Apologies in advance for a long self-indulgent essay.
If you had to choose, which one would it be?
Back story: I've had depression in varying degrees for 10 years, since I was 14 - although I've probably been a 'depressive type personality' since very young. My uncle sexually abused me, and while it doesn't really affect me now, the aftermath of telling everyone when I was 13 (I'd repressed it until then) and my parents' attitude to it started a very traumatic few years. I self-harmed and ended up in a psychiatric unit for several months.
The unit itself was pretty useless (the boss was pretty open about the fact he detested self harmers... attention seekers, apparently) but the school was incredible. I'd been a creative person anyway, especially with art and poetry, but the teachers nurtured it. All the shit I was feeling could be worked out through art and writing. But I was made to leave before I felt truly ready, and that was it - I couldn't be creative at all anymore.
So since then I've had pretty much a permanent block on anything - a lack of creativity coupled with extreme perfectionism (very academic parents) and fear of judgement meant I just couldn't get anything on paper. Also... I am, for the most part, happy. Depression is pretty much a part of me, it's been worst after our DCs, and I've accepted it, but overall I'm happy, great marriage and family, a nice job and volunteer work etc. So I've nothing depressing to write about anymore!
Anyway, enough back story.
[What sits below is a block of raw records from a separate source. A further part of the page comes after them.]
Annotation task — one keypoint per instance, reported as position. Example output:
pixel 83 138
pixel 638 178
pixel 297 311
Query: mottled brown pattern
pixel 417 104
Due mostly to PND I've been on mild ADs on and off for years, the GP lets me manage it myself. Working for the first time since DCs has been great, my confidence has rocketed, and I'm drug free now. The creativity is back and it's amazing. I feel real again, I can design something and not feel vulnerable, be it drawing, writing random paragraphs or just messing about with DD and some paints (yes, I was previously so blocked I couldn't even do that). The more I do, the better I feel, I feel like I'm becoming a whole person again. I can do all the things I enjoy without feeling suffocated by guilt.
I'm more aware too - I'm not so detached. I can cry at a sad movie, I can play piano with so much more feeling, I can read books and actually remember what they are about, I don't just sit paralysed in lethargy, I can enjoy things where before there was only indifference, and I am in the moment instead of always being mentally elsewhere. Even my relationship is better. I've come off ADs before and none of this has happened, I would just slide within weeks and feel silly about stopping them. This time I just made myself start drawing and it all went from there, but it has definitely come at a price. I feel... wobbly. Not sad, just a bit unstable.
Winter will be here before I know it. I'm nervous, clocks changing is a big trigger for me, but I'm hoping having a job/other commitments/school run etc to go to (and a SADlight) will see me through. I can't stand the thought of being medicated again and losing what I've finally found. Because the creative block was ironically fuelling the depression - I resented the fact that I couldn't be free like I am now.
It all sounds really lame, I know. I am not so naive as to think I'll never be depressed again, but I feel like maybe I'm ready to learn to cope with it without ADs and channel any bad feelings into something positive. I know for certain if I went back on them now, I'd lose that.
But of course I could be wrong. I don't know. Enough waffling. WWYD?